Have you ever walked through the Student Life Pavilion at dinner and been puzzled about what to eat? Maybe you have specific dietary needs or religious beliefs that make it hard to find the right food? Being a selective eater at USD can be challenging.

We’ve heard from Gallup, in their poll assessing eating preferences, that only 5 percent of Americans consider themselves vegetarians, and only 2 percent consider themselves vegan.

We’ve also heard from Celiac Central, the National Foundation for Celiac Awareness, that “the gluten free diet is the fastest-growing nutritional movement in America” and that more than 3 million Americans must eat food that is gluten free.

Given these facts, are options at the SLP limited? Consider this: many religions such as Christianity, Buddhism, Judaism and Islam have restrictions regarding what type of meat, if any, can be eaten, as the publication “Go Vegetarian!” explains in an article “Vegetarian and Religion,” published by students from Drexel University.

“Vegetarianism has been a common thread among the major world religions,” according to the article “Vegetarian and Religion.”

Along with that, some people suffer from diseases that prevent them from eating certain food products. Many also choose to focus on plant-based diets. Can the SLP Dining Services provide more options at USD?

As of now, vegetarians have the choice of a few recurring dining options: veggie burgers at Sea Salt, a selection of pizzas at Heirloom, and a soup or salad at Bay Leaf and Chives. Vegans have fewer options, relying on staples such as brown rice, produce and tofu. And what about those with dietary restrictions like gluten-free? Many times they have to specially request food.

Plus, there are the health benefits of a diet focused more on grains, fruits, and vegetables and less on meat. The American Cancer Society reports in their article “Vegetarianism,” that there is a link between lower risks of “heart disease, diabetes, high blood pressure, and colon cancer” in those who eat a mainly plant-based diet. The American Heart Association seconds this in their article “Vegetarian Diets,” saying “Vegetarian diets can be healthful and nutritionally sound if they’re carefully planned to include essential nutrients.”

But are we getting those essential nutrients? USD freshman Lavanya Sridharan explains the difficulty in finding nourishing options.

“It is really hard being a vegetarian on campus and getting a balanced meal, especially making sure I get enough protein,” Sridharan said.

With the current options, vegetarians, vegans and those with special dietary restrictions have to rely on much of the same food with little variety, possibly not meeting dietary or nutritional needs. It is important that students are given the option for healthier, more sustaining food choices in their dining facilities.

This may not be the majority voice. USD freshman Steven Frigo believes that the SLP provides enough options for a majority of the student body, while fellow freshman Michelle Stencil spoke of Dining Services’ effort.

“[Dining Services] are trying to make the foods more inclusive and have more variety,” Stencil said. “So there should be more options for people who have dietary restrictions in the coming future.”
The Center for Health and Wellness Promotion on campus addresses the current dietary choices, saying “All dining facilities have healthy meal options” and that “Student Wellness and Dining Services are always willing to work with the USD community to consider improvements to services and ways to enhance the awareness of services and options.

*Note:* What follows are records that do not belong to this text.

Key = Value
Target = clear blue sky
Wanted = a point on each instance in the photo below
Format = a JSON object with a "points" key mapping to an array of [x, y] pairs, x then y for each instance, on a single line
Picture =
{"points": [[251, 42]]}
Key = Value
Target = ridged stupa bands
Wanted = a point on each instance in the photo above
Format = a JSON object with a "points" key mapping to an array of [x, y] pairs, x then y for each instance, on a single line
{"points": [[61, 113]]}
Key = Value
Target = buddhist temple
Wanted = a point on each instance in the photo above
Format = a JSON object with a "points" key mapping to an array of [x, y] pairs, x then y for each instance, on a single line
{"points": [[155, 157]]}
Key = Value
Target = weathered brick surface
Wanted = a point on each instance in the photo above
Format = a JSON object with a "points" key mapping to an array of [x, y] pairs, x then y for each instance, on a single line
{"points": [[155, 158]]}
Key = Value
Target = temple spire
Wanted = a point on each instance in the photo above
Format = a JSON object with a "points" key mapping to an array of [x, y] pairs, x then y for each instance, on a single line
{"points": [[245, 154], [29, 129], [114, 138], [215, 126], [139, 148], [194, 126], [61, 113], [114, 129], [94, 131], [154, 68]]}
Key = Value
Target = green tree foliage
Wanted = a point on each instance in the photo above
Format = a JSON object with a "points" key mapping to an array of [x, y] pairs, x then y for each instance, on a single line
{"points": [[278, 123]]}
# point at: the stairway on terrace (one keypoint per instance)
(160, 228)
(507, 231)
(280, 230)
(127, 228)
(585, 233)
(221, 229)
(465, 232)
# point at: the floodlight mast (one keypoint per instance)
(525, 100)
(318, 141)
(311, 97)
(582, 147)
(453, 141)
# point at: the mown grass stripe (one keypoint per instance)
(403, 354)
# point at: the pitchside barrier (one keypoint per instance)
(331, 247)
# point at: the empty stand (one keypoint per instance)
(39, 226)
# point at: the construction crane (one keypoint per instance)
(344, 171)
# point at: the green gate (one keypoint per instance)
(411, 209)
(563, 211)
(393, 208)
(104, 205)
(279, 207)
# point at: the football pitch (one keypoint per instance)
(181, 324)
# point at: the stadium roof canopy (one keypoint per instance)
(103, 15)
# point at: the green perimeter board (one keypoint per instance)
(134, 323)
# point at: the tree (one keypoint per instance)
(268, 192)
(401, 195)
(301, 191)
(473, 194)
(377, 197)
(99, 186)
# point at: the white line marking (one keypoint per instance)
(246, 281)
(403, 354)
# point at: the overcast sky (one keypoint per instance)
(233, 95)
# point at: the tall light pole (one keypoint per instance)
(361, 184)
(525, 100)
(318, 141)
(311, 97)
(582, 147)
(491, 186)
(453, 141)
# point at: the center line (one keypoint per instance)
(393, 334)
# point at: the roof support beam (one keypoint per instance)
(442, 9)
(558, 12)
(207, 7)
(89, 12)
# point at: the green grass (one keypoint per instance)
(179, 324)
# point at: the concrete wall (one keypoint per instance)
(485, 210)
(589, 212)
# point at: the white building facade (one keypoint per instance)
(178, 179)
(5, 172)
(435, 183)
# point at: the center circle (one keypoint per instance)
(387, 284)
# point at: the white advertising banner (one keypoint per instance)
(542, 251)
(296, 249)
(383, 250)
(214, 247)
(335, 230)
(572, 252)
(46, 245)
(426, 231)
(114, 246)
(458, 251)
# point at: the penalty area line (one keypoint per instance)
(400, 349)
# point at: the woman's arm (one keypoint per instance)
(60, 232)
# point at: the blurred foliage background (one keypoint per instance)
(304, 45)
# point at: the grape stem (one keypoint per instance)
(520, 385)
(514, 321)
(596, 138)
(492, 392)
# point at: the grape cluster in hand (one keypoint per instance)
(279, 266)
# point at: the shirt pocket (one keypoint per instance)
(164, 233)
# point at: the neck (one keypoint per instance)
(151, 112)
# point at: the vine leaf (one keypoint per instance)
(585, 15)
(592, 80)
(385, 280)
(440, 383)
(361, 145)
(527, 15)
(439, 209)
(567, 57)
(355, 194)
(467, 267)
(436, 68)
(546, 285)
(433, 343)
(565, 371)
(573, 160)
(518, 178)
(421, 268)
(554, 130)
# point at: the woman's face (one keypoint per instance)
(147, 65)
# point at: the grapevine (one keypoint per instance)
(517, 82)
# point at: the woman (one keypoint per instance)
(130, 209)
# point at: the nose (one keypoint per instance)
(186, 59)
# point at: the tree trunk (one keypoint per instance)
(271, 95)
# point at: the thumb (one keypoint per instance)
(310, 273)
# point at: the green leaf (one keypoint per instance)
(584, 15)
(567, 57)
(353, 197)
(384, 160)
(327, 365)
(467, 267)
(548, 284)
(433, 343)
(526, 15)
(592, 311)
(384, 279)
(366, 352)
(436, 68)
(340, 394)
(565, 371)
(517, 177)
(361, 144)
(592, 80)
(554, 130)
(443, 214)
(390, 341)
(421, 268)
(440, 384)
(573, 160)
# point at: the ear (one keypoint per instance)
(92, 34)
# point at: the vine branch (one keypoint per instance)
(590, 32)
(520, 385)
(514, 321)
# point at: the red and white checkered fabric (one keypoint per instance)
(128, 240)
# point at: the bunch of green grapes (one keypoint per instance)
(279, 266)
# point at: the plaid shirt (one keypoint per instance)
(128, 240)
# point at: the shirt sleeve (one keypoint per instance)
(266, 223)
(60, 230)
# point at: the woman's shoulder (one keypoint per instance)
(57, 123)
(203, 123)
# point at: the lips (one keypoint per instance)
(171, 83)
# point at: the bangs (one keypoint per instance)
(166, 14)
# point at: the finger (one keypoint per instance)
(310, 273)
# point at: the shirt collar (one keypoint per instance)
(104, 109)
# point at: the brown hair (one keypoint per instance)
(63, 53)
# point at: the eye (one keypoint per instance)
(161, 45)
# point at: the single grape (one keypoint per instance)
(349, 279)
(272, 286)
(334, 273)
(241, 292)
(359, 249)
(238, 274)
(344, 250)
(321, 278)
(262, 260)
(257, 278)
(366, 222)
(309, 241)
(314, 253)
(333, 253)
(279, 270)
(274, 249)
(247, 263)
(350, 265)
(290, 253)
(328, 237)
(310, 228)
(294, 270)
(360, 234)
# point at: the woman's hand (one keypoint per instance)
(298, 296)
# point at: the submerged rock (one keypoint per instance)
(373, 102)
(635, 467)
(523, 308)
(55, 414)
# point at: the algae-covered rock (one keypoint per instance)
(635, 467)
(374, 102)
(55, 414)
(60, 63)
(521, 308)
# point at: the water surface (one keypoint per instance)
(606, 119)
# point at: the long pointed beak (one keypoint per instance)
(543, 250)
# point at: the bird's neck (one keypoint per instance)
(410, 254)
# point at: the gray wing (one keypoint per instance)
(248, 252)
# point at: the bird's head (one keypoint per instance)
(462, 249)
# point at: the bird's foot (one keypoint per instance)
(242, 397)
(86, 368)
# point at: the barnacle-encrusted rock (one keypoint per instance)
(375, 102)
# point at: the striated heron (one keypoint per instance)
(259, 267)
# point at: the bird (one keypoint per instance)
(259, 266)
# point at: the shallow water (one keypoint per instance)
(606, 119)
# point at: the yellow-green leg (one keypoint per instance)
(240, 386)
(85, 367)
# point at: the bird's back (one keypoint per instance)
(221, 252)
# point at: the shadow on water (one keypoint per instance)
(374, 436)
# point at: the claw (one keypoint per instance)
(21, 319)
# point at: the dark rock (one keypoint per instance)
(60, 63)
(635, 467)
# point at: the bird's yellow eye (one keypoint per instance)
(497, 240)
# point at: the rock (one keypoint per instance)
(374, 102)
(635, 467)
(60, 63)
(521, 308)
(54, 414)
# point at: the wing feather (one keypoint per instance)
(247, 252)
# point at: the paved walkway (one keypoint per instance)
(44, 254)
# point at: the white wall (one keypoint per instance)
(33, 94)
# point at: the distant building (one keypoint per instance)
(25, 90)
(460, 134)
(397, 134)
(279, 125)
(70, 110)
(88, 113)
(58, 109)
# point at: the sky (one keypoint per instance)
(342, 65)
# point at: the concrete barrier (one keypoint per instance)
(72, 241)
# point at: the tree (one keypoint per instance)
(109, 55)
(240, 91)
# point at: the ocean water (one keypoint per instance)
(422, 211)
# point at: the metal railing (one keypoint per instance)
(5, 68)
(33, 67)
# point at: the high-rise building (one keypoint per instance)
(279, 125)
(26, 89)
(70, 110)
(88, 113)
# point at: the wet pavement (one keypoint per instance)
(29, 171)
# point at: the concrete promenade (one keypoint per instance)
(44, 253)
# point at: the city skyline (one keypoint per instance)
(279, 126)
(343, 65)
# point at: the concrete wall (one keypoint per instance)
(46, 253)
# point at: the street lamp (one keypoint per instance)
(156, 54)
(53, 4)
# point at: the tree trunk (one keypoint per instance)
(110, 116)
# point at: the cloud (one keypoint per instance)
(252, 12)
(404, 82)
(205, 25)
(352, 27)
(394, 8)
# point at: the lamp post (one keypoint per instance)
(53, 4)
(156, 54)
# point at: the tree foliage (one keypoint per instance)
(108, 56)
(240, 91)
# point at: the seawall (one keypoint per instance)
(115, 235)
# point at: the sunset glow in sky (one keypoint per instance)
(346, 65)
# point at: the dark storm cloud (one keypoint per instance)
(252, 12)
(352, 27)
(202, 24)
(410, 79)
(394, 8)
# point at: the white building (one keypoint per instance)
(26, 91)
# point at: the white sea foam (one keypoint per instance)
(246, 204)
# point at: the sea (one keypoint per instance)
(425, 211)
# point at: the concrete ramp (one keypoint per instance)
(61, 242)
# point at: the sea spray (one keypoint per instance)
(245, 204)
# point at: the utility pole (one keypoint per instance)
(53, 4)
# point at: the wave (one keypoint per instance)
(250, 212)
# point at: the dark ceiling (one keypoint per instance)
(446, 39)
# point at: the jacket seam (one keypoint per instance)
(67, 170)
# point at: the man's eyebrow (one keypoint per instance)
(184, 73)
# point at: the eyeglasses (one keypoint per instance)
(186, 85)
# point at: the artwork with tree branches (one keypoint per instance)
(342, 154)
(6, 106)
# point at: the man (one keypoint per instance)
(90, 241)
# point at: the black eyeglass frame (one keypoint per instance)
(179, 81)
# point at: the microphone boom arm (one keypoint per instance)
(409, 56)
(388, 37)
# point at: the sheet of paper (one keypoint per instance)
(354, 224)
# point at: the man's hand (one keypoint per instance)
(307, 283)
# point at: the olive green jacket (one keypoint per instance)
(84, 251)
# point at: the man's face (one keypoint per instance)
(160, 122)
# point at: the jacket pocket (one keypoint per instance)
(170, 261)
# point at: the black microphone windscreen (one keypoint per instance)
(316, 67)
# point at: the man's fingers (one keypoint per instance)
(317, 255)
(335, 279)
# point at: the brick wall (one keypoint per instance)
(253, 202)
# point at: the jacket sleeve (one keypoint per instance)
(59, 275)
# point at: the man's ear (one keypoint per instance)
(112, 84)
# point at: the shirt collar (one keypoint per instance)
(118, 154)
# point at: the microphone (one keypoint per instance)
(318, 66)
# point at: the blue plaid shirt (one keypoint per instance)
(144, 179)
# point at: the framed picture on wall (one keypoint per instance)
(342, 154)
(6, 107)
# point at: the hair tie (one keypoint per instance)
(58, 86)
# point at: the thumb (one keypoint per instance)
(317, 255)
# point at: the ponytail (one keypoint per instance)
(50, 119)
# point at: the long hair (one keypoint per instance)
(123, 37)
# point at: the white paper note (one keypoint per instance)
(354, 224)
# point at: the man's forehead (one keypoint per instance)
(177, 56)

It is important that we, the student body and the consumers, provide feedback to Dining Services. Answer questionnaires and fill out comment cards. Be changemakers. It is our responsibility to address dietary choices and health concerns of students by finding a way to include more options for everyone.

By addressing this, we are giving a voice to all students on campus. But if we ignore this issue, then we are not providing everyone with the food experience they deserve and we are limiting students’ speech.